Da Redação
O direito real de habitação, assegurado por lei ao cônjuge ou companheiro sobrevivente, pode ser estendido ao herdeiro vulnerável, a fim de ser garantido seu direito fundamental à moradia. Esse foi o entendimento pacificado recentemente pelo Superior Tribunal de Justiça (STJ), durante julgamento realizado pelos ministros da 3ª Turma da Corte.
Os magistrados, com essa posição, permitiram que um homem com esquizofrenia pode continuar morando no mesmo imóvel em que vivia com os pais e um de seus irmãos. O recurso julgado pela Turma foi iniciado a partir de uma ação de inventário que discute a partilha de um único imóvel deixado como herança pelos pais aos seis filhos.
Um dos filhos sobre curatela
O inventariante – que também é um dos herdeiros e curador definitivo do irmão incapaz – pediu a concessão do direito real de habitação em favor do irmão sob curatela, devido à situação de extrema vulnerabilidade.
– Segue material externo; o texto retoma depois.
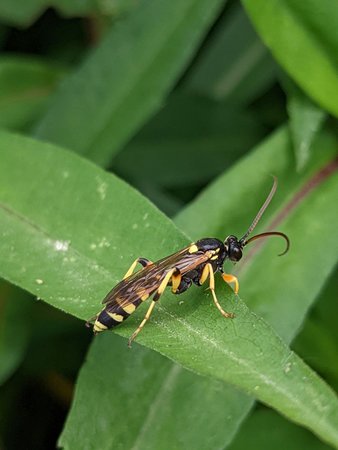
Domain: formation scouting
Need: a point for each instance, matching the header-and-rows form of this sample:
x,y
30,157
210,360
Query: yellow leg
x,y
157,295
143,261
231,279
212,288
139,328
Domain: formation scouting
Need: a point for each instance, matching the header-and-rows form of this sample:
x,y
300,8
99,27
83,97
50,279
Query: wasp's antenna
x,y
261,211
270,233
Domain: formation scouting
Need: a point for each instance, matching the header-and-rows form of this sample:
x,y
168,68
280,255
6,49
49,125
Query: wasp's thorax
x,y
233,248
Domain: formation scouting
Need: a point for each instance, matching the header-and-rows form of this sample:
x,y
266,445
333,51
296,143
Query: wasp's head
x,y
233,248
As instâncias ordinárias, entretanto, rejeitaram o pedido sob o fundamento de que esse instituto jurídico assegura a moradia apenas ao cônjuge ou companheiro sobrevivente e não costuma ser aplicado em situações em que o falecido deixa mais herdeiros.
TJAL achou impossível estender a lei
O caso chegou ao Tribunal de Justiça de Alagoas (TJAL), onde os desembargadores consideraram que não é possível adotar uma interpretação extensiva da legislação sobre o tema prevista no artigo 1.829 do Código Civil, sob pena de prejudicar os direitos daqueles que se encontram na mesma ordem de vocação hereditária.
Por meio de um recurso junto ao STJ, o inventariante reiterou a necessidade de se ampliar o alcance do direito real de habitação para garantir a dignidade e o direito à moradia para o herdeiro vulnerável.
Para a relatora do processo no STJ, ministra Nancy Andrighi, a natureza protetiva do direito real de habitação permite que ele também seja reconhecido para outros integrantes do núcleo familiar, quando se veem privados de local para residir, em razão do falecimento do autor da herança.
Garantia de dignidade
De acordo com a ministra, “a interpretação ampliativa do instituto é importante para garantir a dignidade do herdeiro incapaz, considerando que a proteção das vulnerabilidades é uma premissa do direito privado atual”.
“Partindo-se do pressuposto que o fundamento do direito real de habitação consiste em conceder ao beneficiário a proteção de um direito fundamental à moradia, parece possível a sua flexibilização em contextos além do previsto pela norma”, enfatizou a ministra relatora.
Ao analisar o conflito entre o direito de propriedade dos herdeiros capazes e o direito de moradia de herdeiro vulnerável, Nancy Andrighi apontou que o direito de moradia deve prevalecer sobre o direito de propriedade. Isso porque, de acordo com ela a propriedade do bem já é assegurada a todos eles, mas o direito real de habitação apenas concede fração de uso para moradia, não intervindo na esfera de propriedade do imóvel.
Dificuldades para nova moradia
Além disso, a ministra explicou que o herdeiro vulnerável, caso seja afastado da residência que compartilhava com os pais, poderá enfrentar dificuldade para encontrar nova moradia, devido à condição que o impede de garantir, por conta própria, sua subsistência.
“Os demais herdeiros são maiores e capazes, e não há no processo informação de que viviam naquele imóvel ou dependiam economicamente dos pais. Logo, na situação examinada, deve-se permitir a ampliação do direito real de habitação em benefício do herdeiro com vulnerabilidade, a fim de garantir-lhe o direito social à moradia, privilegiando-se sua proteção e dignidade”, destacou a magistrada. O processo julgado foi o Recurso Especial (REsp) Nº 2.212.991.